An diesem Stand der Dinge ist, wie mir scheint, durch die letzten Arbeiten NEUMANNs nichts geändert worden. Daß sich die Spezialforschung "der Bedürfnisse" sonst nicht bemächtigt hat, beweist am deutlichsten die Tatsache, daß ihnen im neuen "Handwörterbuch der Staatswissenschaften" kein selbständiger Artikel gewidmet wurde; umsoweniger findet man in jenem vom RENZSCH oder im "Dictionaire de l'économie politique" von COQUELIN etwas über die Bedürfnisse gesagt. Die kleine Monographie in der  Revue politique  "Über die menschlichen Instinkte" steht zu dem hier zu behandelnden Gegenstand in entfernter Beziehung.


§ 4.

Wenn wir den Begriff des Bedürfnisses bestimmen und umgrenzen wollen, so dürfen wir keineswegs, wie einige Nationalökonomen es fordern, ihn vielleicht aus dem Begriff der Wirtschaftslehre abzuleiten versuchen. Die Wirtschaftslehre im eigentlichen Sinne des Wortes dürfte wohl am besten als die Anleitung zum richtigen Wirtschaften definiert werden. (Man könnte sie auch bezeichnen als die Disziplin von der richtigen Verfügung über die Mittel der Bedürfnisbefriedigung, d. h. über die Güter und Nutzleistungen oder als die Lehre von der bestmöglichen Befriedigung der Bedürfnisse oder als die Anleitung zur Erhaltung und Vermehrung der Bedürfnisbefriedigungsmittel.) (1)

Hieraus den Begriff des Bedürfnisse entwickeln zu wollen, wäre ganz analog, als wollte man aus dem Begriff der Ethik - als der Anleitung zum richtigen Wollen den Begriff des Willens gewinnen; offenbar ein verkehrtes Beginnen.

NEUMANN, ein Vertreter der eben erwähnten Auffassung, kommt zu der Konsequenz, es müsse, da das Gebiet einer jeden Wissenschaft sich beständig erweitert, auch der Begriff der einzelnen Wissenschaften in beständigem Fluß sein und man müsse daher einsehen, "daß keine Definition als absolut richtig betrachtet werden dürfe"; man dürfe also nicht schlechthin definieren: "Geld, Wert, Preis, Gut ist dieses oder jenes." Wollte man der Meinung NEUMANNs beipflichten, so hieße das auf jede Erkenntnis verzichten; nichts ist gewisser, als daß, wo eine Wissenschaft möglich sein soll, es feste Begriffe geben muß und diese Begriffe wieder an feste Termini geknüpft sein müssen.


§ 5.

Das Wort "Bedürfnis" wird im wissenschaftlichen und im populären Sprachgebrauch in mehrfacher Bedeutung äquivok [ähnlich - wp] verwendet.

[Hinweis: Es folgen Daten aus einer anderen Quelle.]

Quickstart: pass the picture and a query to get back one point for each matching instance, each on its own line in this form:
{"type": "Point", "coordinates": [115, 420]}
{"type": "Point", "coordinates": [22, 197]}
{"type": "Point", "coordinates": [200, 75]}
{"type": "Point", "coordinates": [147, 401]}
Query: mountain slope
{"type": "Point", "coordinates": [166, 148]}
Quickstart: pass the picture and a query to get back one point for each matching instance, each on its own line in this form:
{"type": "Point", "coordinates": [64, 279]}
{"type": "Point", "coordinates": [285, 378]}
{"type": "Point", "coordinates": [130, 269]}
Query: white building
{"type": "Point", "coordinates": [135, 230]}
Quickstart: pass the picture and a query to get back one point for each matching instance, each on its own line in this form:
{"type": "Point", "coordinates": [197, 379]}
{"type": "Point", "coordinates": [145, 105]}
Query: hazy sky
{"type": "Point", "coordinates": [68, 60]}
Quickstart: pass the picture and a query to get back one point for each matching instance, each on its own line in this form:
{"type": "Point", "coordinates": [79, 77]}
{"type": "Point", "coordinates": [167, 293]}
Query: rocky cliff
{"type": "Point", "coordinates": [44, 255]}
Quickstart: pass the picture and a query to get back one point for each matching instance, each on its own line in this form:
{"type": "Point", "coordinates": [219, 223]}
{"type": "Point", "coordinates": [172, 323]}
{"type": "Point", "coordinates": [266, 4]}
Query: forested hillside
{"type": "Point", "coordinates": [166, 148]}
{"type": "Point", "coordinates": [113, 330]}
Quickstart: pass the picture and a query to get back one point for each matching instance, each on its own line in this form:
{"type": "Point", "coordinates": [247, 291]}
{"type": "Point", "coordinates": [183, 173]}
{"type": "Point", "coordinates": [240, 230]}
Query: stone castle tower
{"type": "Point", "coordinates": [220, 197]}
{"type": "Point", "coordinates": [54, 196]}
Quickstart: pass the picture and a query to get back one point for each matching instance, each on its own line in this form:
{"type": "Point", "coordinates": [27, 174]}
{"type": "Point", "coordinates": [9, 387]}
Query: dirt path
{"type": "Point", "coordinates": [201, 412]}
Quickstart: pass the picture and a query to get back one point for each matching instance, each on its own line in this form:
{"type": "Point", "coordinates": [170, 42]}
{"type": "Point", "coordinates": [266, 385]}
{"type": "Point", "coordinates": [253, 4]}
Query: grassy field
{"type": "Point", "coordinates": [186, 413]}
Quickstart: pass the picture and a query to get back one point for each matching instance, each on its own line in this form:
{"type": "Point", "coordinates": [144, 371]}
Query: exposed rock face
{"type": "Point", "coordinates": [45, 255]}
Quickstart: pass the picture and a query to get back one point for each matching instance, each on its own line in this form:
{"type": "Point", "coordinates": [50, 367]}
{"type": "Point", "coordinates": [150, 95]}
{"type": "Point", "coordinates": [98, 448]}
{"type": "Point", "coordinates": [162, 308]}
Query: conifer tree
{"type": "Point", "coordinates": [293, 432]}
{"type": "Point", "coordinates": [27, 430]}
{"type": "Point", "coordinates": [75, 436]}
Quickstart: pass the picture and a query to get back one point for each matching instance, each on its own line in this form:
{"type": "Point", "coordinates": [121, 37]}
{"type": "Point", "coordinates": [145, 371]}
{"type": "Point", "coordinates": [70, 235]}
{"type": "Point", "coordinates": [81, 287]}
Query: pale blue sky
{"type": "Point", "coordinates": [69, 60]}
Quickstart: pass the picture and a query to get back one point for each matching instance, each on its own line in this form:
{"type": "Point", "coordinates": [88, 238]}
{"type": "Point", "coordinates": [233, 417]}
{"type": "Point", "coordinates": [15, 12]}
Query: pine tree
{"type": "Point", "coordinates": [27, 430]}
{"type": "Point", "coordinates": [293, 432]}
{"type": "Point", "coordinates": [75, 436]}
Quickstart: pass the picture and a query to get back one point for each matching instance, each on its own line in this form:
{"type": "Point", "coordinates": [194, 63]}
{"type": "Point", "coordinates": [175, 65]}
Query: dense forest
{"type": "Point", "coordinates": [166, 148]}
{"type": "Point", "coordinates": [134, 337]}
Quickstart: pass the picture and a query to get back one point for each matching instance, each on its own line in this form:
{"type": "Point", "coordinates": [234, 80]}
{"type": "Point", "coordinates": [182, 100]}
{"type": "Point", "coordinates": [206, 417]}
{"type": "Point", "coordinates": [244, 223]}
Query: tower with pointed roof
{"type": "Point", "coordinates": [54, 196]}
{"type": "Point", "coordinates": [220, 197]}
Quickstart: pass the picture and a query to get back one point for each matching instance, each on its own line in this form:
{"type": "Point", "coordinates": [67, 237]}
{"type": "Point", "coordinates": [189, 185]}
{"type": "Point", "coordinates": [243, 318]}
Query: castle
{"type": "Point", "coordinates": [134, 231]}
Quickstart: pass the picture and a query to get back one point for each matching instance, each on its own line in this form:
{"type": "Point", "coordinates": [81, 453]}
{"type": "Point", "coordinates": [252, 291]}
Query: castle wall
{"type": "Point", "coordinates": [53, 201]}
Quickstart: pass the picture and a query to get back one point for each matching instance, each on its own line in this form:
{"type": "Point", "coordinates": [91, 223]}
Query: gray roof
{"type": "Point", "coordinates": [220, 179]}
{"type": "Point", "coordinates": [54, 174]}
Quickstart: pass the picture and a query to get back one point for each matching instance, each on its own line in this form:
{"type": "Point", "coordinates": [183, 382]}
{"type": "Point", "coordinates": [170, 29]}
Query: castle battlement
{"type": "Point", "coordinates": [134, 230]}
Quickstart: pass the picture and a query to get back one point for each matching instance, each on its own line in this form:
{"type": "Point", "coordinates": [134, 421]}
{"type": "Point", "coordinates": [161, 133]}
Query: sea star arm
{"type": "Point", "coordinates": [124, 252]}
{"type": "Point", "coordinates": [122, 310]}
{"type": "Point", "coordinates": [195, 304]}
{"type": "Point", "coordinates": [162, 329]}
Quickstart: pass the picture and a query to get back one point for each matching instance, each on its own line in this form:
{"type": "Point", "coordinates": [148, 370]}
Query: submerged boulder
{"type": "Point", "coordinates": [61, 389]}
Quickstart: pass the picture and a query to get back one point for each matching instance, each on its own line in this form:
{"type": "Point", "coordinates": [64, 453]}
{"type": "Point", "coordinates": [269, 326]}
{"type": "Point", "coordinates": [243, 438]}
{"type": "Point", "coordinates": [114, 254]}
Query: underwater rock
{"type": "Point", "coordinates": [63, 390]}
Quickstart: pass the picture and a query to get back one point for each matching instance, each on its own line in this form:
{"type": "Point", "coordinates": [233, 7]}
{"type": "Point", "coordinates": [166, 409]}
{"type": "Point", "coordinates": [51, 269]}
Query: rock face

In der Umgangssprache des täglichen Lebens mag eine gewisse Laxheit in der Terminologie noch hingehen, in der Wissenschaft ist sie einer der gefährlichsten Gegner wahrhafter Erkenntnis; aber um den Feind zu bekriegen, muß man ihn kennen.

Welches sind die sprachgebräuchlichen Verwendungen des Wortes "Bedürfnis"?

Es wird in mehrfacher Weise äquivok gebraucht (vgl. GRIMM). Vornehmlich
    1) Bedürfnis im Sinne des Entbehrten und Begehrten, z. B. Brot ist ein Bedürfnis des Menschen - die nötigen Bedürfnisse erlangen.

    2) Bedürfnis im Sinne des Instinktes, des instinktiven Drangs, der natürlichen Nötigung; z. B.: man spricht von einem geschlechtlichen Bedürfnis der Tiere.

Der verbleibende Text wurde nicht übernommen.